Electronic communications are by their very nature different. Whether text based email or html, messages are short and direct with opportunities for action to be taken based upon links that provide additional content, forms or images. That said, many of us use templates that have links along the side or bottom and a simple direct statement or message contained in the text. It is my experience that those are wasted links - they rarely generate clicks. Keep in mind that an email is and is within a much busier environment than a letter - distractions are all over the screen and we are rarely getting the readers complete attention.

So how do we grab readers eyeballs and focus them on the action items in email? Maybe we need to look at taking a page from the Red Cross and Haiti - their solicitations didn't seek to inform, just ask. They let other streams provide the information and the email serve the sole purpose of asking them for the gift. In higher education we have the same opportunities using our electronic magazine/newsletters, university magazines and even local papers. Segment, target and mail based upon other interactions and established interests.

Wednesday, February 3, 2010

Dare to try something new

Mobile giving to Haiti through the Red Cross alone hit $29 million according to the Chronicle for Philanthropy. Nearly $30 million collected in $10 gifts via text message to just one non-profit! I think this speaks volumes to the philanthropic nature of the American public but also is indicative of our collective willingness to make a small donation via cell phone. Certainly there is an opportunity here for higher education to add to its bank of fundraising tools. I don't think we've yet maximized the potential for online giving but, yes, I am recommending that we consider yet another tool - text message giving. This doesn't necessarily mean we implement it tomorrow, but we prepare today so that we can be in a better position to execute on a mobile giving campaign down the road - and that timeframe will likely be a little different for every institution.

The steps to preparing are fairly obvious:
- Collecting mobile phone numbers
- Collecting permission to text constituents
- Evaluating a provider (I'd love to hear from readers who have positive feedback on any of the providers.)

There's no reason not to start preparing now.

As seniors graduate, they will move from location to location and will not likely have a landline - but they will keep their mobile number. Same goes for young alumni who are likely changing jobs along their career path. So while we're collecting that number for the phone program, let's start collecting text message permission also.

As you plan an "update contact information" campaign with giveaways, make the prize dependent on the ability to text the winner so that you can ensure the entries will have correct mobile numbers.
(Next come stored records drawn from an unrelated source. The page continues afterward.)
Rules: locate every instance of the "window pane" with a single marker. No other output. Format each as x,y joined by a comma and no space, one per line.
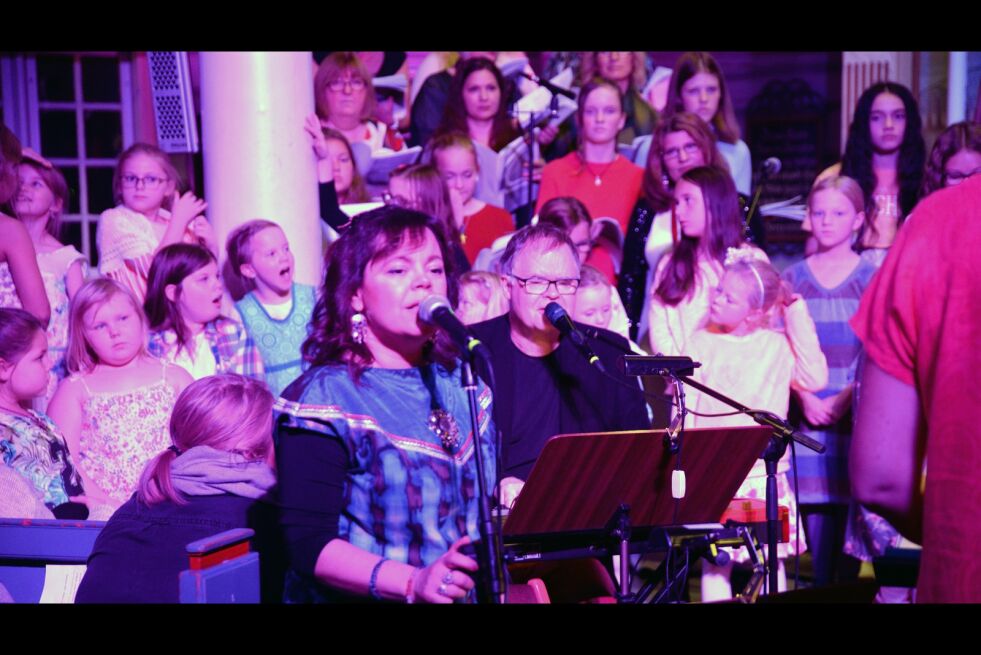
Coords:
94,255
58,135
100,190
103,134
71,177
54,78
100,79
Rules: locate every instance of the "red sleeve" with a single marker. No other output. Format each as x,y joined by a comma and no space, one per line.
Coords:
886,320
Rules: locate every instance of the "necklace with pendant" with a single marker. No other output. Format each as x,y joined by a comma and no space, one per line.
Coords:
444,426
598,177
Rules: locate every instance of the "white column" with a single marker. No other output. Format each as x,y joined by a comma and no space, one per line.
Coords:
257,159
956,87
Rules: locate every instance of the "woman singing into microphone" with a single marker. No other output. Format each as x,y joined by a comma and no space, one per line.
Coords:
375,452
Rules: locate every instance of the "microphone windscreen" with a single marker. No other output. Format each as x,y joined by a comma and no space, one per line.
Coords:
429,306
555,313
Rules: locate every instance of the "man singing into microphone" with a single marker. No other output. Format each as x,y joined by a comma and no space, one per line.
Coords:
545,384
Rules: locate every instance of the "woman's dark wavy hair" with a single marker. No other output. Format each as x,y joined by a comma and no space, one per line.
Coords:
657,194
965,135
170,266
372,235
723,230
856,163
455,114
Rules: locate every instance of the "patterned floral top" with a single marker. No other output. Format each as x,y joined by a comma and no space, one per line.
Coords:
279,341
121,432
34,447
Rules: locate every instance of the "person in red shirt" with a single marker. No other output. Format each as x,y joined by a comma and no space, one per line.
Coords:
604,181
920,325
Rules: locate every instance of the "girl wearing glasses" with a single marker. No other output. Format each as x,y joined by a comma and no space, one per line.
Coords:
345,98
956,156
682,142
151,214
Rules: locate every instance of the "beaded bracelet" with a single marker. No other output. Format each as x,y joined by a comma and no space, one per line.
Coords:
410,592
373,582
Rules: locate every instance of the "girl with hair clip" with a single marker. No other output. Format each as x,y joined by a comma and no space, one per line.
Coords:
114,406
151,215
378,482
481,297
710,220
183,307
680,143
276,310
215,475
31,445
479,223
628,70
885,154
956,156
42,195
345,98
832,282
756,365
20,280
420,187
699,87
606,182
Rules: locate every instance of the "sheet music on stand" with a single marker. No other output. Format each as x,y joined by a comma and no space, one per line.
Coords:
579,480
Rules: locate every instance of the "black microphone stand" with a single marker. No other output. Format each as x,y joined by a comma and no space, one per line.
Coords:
488,551
528,132
783,432
764,177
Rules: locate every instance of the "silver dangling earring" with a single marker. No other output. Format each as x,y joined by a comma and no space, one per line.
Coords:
359,325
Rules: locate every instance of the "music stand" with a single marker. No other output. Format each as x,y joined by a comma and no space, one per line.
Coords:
582,487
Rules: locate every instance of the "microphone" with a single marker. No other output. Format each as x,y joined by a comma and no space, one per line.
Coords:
772,166
437,311
553,88
558,317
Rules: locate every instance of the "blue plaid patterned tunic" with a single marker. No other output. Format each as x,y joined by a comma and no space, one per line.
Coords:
406,496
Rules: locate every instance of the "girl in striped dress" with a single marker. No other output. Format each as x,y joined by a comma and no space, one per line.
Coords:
831,281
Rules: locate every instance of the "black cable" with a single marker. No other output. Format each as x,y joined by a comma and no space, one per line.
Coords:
800,515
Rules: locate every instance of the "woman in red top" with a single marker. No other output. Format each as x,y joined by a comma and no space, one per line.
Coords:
478,222
605,182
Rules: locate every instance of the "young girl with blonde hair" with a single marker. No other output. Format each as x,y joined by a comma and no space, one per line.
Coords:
757,365
114,406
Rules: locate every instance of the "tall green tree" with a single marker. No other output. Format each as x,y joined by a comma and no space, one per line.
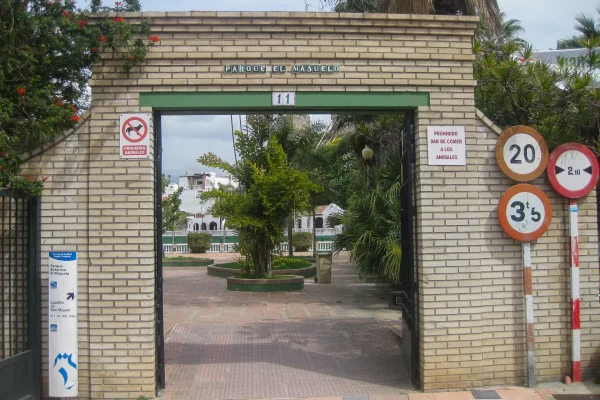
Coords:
589,34
270,189
372,220
173,219
488,10
561,101
47,50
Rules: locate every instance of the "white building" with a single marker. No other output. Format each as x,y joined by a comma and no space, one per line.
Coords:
193,186
321,215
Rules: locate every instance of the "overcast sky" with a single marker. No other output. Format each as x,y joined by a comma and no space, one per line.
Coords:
185,137
545,21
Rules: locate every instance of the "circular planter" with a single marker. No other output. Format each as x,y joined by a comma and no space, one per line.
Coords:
307,272
265,285
187,263
221,272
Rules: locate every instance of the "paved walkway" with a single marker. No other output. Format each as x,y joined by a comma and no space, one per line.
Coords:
326,340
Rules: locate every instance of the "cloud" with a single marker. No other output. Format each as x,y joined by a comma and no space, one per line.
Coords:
547,21
185,138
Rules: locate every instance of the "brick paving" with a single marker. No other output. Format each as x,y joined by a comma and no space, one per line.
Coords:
326,340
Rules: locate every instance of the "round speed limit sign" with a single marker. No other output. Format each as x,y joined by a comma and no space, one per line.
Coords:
524,212
522,153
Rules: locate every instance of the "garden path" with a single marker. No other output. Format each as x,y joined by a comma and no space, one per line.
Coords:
326,340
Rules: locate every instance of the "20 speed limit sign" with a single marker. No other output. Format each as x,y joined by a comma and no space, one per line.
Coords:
524,212
522,153
573,170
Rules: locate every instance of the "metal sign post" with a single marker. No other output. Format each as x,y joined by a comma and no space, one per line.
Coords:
525,213
573,172
575,299
528,288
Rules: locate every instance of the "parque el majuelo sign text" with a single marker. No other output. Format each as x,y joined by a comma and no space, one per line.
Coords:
282,69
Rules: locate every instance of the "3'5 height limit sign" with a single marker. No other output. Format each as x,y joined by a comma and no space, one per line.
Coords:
134,134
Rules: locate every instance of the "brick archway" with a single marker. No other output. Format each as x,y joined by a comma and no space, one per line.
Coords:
469,289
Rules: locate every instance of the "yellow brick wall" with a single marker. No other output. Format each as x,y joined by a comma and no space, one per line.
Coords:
470,281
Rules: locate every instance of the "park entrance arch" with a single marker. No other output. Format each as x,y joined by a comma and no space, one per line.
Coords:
468,295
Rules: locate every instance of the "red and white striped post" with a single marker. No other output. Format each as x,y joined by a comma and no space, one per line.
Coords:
528,287
575,300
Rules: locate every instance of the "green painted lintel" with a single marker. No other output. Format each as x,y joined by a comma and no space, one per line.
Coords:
262,101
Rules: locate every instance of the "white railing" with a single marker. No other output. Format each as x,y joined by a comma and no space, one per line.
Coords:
230,232
324,246
179,248
221,233
230,248
177,233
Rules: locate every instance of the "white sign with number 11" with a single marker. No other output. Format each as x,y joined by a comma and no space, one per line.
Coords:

I was in Atlanta last week visiting with a few institutions and discussed text message fundraising quite a bit. There are some valid concerns - 1) the provider costs, 2) that we'll move a $100 donor to a $10 gift level, 3) it'll be difficult to tie text donations into participation totals if the donors don't self-identify. These are valid concerns, but I believe that we can work through them - if we don't try and risk failing, we're never going to hit one out of the park, as Scott said in his last post. And doesn't every institution have a group of non-donors who aren't responding to what is currently being done? Mobile giving could be the way to get them on board. Through creative mini-campaigns and integration of mobile giving into your other fundraising efforts, you could chip away at that chunk of non-donors in $5 or $10 increments.

As fundraisers competiting in a growing pool of non-profits, we need to be more aggressive and consider how to use tools in a different way and how to incorporate new tools into our plans.